O FMI também alertou que quaisquer efeitos da crise, que tem os preços dos fertilizantes foram afetados bem como o custo do combustível, ainda não são sentidos – e os riscos continuam a ser negativos.
Destaca particularmente o perigo de um recomeço das hostilidades, alertando que “o reinício do conflito se espalharia através de um novo aumento nos preços das matérias-primas e da volatilidade prolongada, da escassez de oferta e da pressão sobre as taxas de câmbio”.

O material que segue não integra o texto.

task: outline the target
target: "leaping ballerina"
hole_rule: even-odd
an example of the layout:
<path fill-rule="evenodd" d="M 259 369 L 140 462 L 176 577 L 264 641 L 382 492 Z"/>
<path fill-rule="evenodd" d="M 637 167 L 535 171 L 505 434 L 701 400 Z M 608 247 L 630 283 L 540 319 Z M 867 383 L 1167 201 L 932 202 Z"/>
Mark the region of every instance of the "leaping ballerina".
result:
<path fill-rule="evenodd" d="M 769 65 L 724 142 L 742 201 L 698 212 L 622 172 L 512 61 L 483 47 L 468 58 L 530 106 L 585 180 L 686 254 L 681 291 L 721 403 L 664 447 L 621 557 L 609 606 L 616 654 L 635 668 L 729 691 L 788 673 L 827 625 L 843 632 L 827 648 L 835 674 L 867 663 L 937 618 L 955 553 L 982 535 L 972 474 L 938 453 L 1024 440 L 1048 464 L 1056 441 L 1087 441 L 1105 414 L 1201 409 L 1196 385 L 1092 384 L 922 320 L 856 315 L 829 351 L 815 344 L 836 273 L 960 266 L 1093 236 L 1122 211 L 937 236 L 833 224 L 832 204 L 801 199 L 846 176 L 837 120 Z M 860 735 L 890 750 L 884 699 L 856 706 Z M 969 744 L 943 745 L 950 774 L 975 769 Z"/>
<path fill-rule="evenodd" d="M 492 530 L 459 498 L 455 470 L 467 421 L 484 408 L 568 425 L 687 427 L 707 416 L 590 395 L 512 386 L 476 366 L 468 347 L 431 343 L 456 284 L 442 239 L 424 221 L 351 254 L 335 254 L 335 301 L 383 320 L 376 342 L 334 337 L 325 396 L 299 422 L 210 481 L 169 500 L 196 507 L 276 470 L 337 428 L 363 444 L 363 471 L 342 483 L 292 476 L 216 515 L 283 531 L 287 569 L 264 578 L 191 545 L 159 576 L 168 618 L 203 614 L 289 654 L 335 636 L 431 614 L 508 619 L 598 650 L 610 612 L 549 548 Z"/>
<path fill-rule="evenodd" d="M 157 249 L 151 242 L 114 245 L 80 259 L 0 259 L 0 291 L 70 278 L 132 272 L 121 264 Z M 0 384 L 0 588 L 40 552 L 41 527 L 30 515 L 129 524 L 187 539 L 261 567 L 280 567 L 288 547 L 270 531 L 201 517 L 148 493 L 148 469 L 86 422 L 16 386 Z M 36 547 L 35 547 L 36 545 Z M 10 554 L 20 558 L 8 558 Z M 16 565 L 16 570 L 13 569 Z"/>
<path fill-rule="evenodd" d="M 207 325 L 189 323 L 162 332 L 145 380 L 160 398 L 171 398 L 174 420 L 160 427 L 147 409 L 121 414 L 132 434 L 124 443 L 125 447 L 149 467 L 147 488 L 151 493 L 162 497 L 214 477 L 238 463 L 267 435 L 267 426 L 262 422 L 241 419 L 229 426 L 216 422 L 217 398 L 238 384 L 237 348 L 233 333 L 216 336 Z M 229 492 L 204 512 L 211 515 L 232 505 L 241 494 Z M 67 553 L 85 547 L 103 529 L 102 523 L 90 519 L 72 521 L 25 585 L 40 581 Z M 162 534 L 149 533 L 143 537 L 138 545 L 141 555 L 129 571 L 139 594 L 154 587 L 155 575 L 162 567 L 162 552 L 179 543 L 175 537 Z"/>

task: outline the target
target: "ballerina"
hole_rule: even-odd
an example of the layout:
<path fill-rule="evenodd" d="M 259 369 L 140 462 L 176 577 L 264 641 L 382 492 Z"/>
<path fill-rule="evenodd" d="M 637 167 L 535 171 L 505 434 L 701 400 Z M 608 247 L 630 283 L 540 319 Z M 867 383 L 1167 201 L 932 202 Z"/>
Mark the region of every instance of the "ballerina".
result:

Outra ameaça às perspectivas destacada pelo FMI é o que chama de “uma possível correcção nas expectativas relacionadas com a tecnologia” que afectaria os mercados financeiros e prejudicaria o comércio global.

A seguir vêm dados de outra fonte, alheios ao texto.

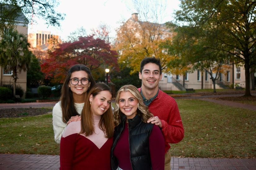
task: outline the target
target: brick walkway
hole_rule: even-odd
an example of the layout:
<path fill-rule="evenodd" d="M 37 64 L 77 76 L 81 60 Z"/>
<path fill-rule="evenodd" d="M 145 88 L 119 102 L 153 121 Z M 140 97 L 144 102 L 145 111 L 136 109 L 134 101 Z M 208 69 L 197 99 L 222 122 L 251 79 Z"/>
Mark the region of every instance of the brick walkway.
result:
<path fill-rule="evenodd" d="M 0 154 L 0 169 L 58 169 L 59 159 L 58 155 Z M 172 157 L 171 164 L 172 170 L 255 170 L 256 159 Z"/>

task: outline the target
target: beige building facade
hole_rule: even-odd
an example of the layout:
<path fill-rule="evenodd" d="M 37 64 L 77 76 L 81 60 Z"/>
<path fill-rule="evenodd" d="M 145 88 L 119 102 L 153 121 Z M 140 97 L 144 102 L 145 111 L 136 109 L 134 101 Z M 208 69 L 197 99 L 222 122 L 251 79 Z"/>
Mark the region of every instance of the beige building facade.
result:
<path fill-rule="evenodd" d="M 165 39 L 172 36 L 173 33 L 166 29 L 164 24 L 150 23 L 142 22 L 138 20 L 138 14 L 134 13 L 132 15 L 130 19 L 125 23 L 130 29 L 133 29 L 134 24 L 143 25 L 145 24 L 155 24 L 154 25 L 159 25 L 162 28 L 161 35 L 159 35 L 161 39 Z M 139 34 L 135 34 L 136 36 L 140 37 Z M 121 54 L 122 54 L 121 51 Z M 157 57 L 158 56 L 155 56 Z M 244 68 L 232 65 L 226 65 L 222 67 L 219 77 L 216 80 L 215 88 L 217 89 L 227 88 L 236 86 L 245 88 L 245 73 Z M 255 73 L 254 76 L 256 76 Z M 210 75 L 205 71 L 195 70 L 192 73 L 186 73 L 185 75 L 176 75 L 171 73 L 162 73 L 162 80 L 159 82 L 159 87 L 163 90 L 186 90 L 186 89 L 213 89 L 213 85 Z M 213 76 L 215 75 L 213 74 Z M 251 82 L 250 82 L 250 89 L 252 89 Z"/>
<path fill-rule="evenodd" d="M 19 33 L 23 34 L 27 37 L 29 22 L 26 17 L 22 14 L 16 19 L 16 21 L 15 29 Z M 0 66 L 0 85 L 1 86 L 13 85 L 14 82 L 11 77 L 12 74 L 11 71 L 7 72 Z M 22 88 L 24 92 L 22 98 L 24 98 L 27 90 L 26 71 L 22 70 L 20 73 L 18 73 L 18 77 L 16 86 L 20 86 Z"/>

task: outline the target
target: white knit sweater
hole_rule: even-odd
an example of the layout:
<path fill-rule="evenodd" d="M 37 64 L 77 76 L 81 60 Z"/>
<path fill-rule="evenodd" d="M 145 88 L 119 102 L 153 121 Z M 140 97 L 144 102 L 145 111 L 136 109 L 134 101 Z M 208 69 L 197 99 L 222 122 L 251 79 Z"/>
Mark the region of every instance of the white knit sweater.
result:
<path fill-rule="evenodd" d="M 75 103 L 75 107 L 77 113 L 81 114 L 84 103 Z M 54 132 L 54 140 L 57 143 L 61 143 L 61 139 L 67 124 L 62 120 L 62 111 L 61 106 L 61 101 L 57 103 L 52 109 L 52 125 Z"/>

“Num tal cenário, os investimentos em sectores intensivos em tecnologia poderiam diminuir acentuadamente e as avaliações espumosas do mercado de ações – particularmente nas economias exportadoras de IA e nos mercados com uma elevada concentração em empresas tecnológicas – poderiam sofrer uma correção acentuada”, afirma.
Burnham, que deverá assumir o cargo em 17 de julho, a menos que surja um adversário de última hora, ainda não anunciou quem será seu chancelermas enfrentará questões iniciais sobre os seus planos fiscais e de gastos à medida que o orçamento do outono se aproxima.
Respondendo ao relatório do FMI, Reeves disse: “As nossas escolhas significam que a economia está numa melhor posição para lidar com os custos da guerra no Irão, ao mesmo tempo que reacende o crescimento a longo prazo, concentrando-nos nas nossas três grandes escolhas: impulsionar a IA, o crescimento regional e reforçar o comércio com a UE”. »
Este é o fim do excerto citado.